A Câmara Municipal de Anadia realizou esta terça-feira, 20 de maio, uma sessão pública de esclarecimento sobre a terceira alteração da primeira revisão do Plano Diretor Municipal (PDM), atualmente em período de discussão pública até 8 de junho. A sessão decorreu no Salão Nobre dos Paços do Município e teve como principal objetivo explicar as mudanças previstas no regulamento do plano, sobretudo no que diz respeito à compatibilização de antigos espaços industriais com uso habitacional.

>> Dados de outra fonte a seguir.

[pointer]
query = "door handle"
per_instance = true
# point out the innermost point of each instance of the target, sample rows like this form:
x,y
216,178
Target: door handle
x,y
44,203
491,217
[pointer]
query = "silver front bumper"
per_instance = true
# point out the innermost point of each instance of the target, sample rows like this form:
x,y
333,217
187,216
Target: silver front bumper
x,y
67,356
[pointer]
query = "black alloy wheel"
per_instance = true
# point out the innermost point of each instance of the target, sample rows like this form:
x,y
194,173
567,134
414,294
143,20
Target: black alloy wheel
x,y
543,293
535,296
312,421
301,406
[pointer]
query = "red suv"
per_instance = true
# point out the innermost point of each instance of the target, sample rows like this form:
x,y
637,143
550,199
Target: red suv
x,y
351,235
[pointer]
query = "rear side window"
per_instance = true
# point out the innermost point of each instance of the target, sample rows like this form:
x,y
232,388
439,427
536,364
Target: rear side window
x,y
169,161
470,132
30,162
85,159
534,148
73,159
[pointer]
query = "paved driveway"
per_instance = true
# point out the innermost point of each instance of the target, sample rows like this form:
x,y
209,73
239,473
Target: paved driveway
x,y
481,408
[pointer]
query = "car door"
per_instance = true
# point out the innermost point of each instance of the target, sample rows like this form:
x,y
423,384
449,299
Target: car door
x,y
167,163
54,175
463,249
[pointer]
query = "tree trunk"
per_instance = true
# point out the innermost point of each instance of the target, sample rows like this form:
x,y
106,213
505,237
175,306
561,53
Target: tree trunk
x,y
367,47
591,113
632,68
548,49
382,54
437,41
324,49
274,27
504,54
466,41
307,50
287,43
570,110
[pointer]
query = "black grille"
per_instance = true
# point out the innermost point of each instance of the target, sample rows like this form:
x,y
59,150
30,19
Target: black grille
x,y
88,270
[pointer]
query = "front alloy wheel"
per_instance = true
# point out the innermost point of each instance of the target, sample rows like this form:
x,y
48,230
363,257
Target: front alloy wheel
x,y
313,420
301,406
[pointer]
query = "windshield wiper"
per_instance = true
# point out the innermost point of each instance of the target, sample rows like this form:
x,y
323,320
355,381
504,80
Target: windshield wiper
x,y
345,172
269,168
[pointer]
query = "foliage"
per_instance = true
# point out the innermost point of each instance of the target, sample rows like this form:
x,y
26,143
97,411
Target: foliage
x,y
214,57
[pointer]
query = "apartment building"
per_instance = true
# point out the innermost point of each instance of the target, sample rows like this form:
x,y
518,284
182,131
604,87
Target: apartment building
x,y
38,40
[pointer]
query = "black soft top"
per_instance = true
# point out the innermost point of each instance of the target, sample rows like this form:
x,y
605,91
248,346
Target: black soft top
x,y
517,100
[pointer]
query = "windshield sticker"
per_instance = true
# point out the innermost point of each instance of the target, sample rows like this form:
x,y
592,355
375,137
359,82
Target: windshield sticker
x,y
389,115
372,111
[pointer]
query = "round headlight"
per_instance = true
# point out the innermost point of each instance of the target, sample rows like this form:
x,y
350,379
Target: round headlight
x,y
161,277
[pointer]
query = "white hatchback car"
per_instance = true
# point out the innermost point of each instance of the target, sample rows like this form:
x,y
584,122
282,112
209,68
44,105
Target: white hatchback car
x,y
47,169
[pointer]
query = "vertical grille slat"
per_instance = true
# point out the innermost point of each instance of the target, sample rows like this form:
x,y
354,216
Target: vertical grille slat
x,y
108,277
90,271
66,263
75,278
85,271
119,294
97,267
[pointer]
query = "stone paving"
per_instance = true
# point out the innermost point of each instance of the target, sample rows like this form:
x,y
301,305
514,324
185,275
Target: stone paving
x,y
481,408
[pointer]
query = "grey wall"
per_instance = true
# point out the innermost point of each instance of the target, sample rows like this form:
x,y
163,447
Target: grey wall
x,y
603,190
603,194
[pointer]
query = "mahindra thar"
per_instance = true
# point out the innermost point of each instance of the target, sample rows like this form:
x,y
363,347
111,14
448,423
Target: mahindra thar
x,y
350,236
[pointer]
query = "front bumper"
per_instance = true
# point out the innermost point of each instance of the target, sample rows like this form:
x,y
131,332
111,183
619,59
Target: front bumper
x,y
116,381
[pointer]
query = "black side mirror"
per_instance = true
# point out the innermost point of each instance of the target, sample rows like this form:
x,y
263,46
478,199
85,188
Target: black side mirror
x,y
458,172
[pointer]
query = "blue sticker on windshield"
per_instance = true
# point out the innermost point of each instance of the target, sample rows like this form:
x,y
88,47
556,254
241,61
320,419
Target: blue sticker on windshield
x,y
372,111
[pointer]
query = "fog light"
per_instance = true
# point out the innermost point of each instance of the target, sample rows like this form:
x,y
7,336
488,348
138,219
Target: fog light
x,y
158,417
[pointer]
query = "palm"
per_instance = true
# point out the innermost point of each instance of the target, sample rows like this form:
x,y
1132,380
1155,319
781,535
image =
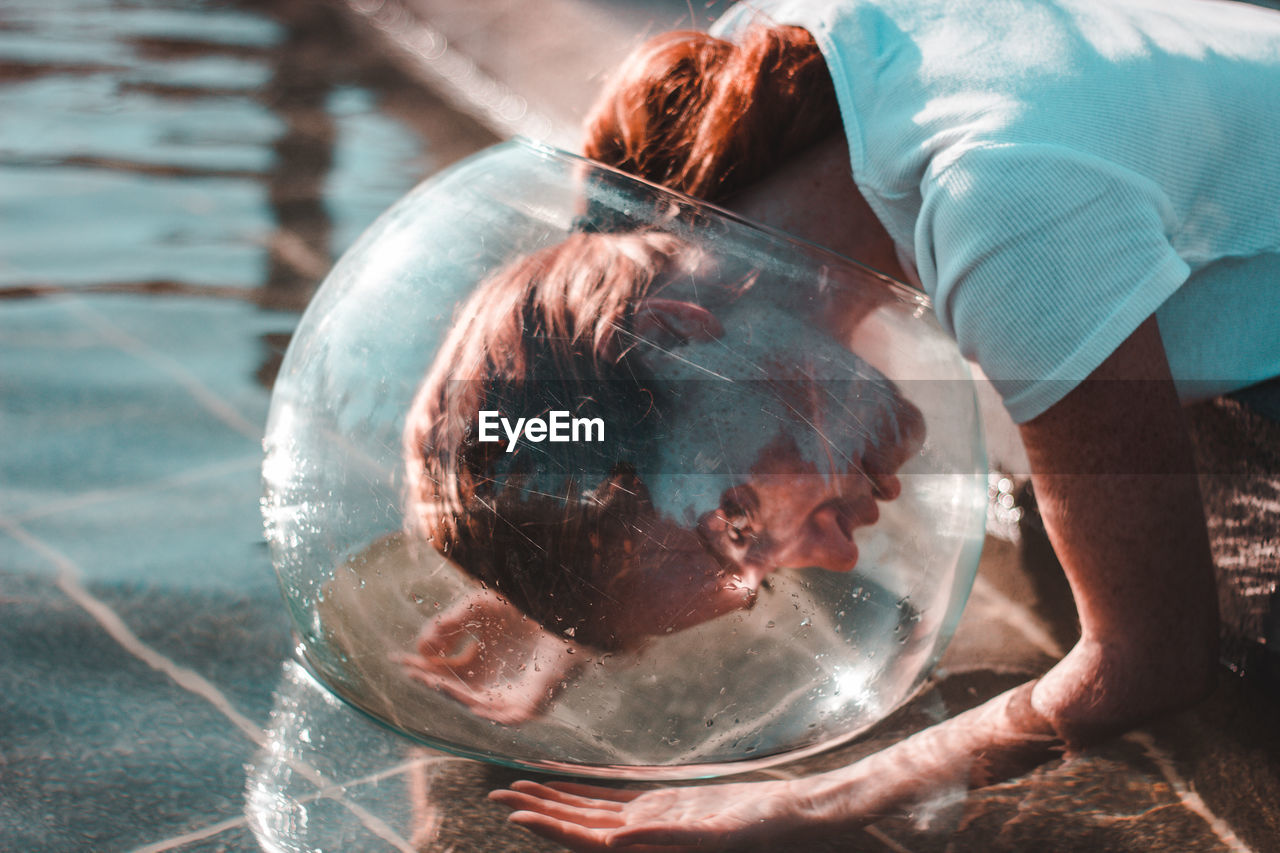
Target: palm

O vice-presidente da Câmara, Dinis Torres, começou por esclarecer que esta alteração “em nada vai alterar a cartografia” do concelho, mantendo-se inalteradas as áreas urbanas, agrícolas e ecológicas atualmente definidas. Segundo explicou, as mudanças incidem apenas sobre o regulamento do PDM, alterando aquilo que poderá ser feito em determinadas zonas já classificadas.
Uma das principais alterações prende-se com os espaços destinados a atividades económicas localizados dentro dos aglomerados urbanos. Até agora, essas áreas não permitiam habitação. Com a proposta em discussão, passará a ser possível compatibilizar o uso habitacional com essas zonas, desde que tenham dimensão inferior a dois hectares e existam edifícios devolutos, degradados ou sem atividade há vários anos.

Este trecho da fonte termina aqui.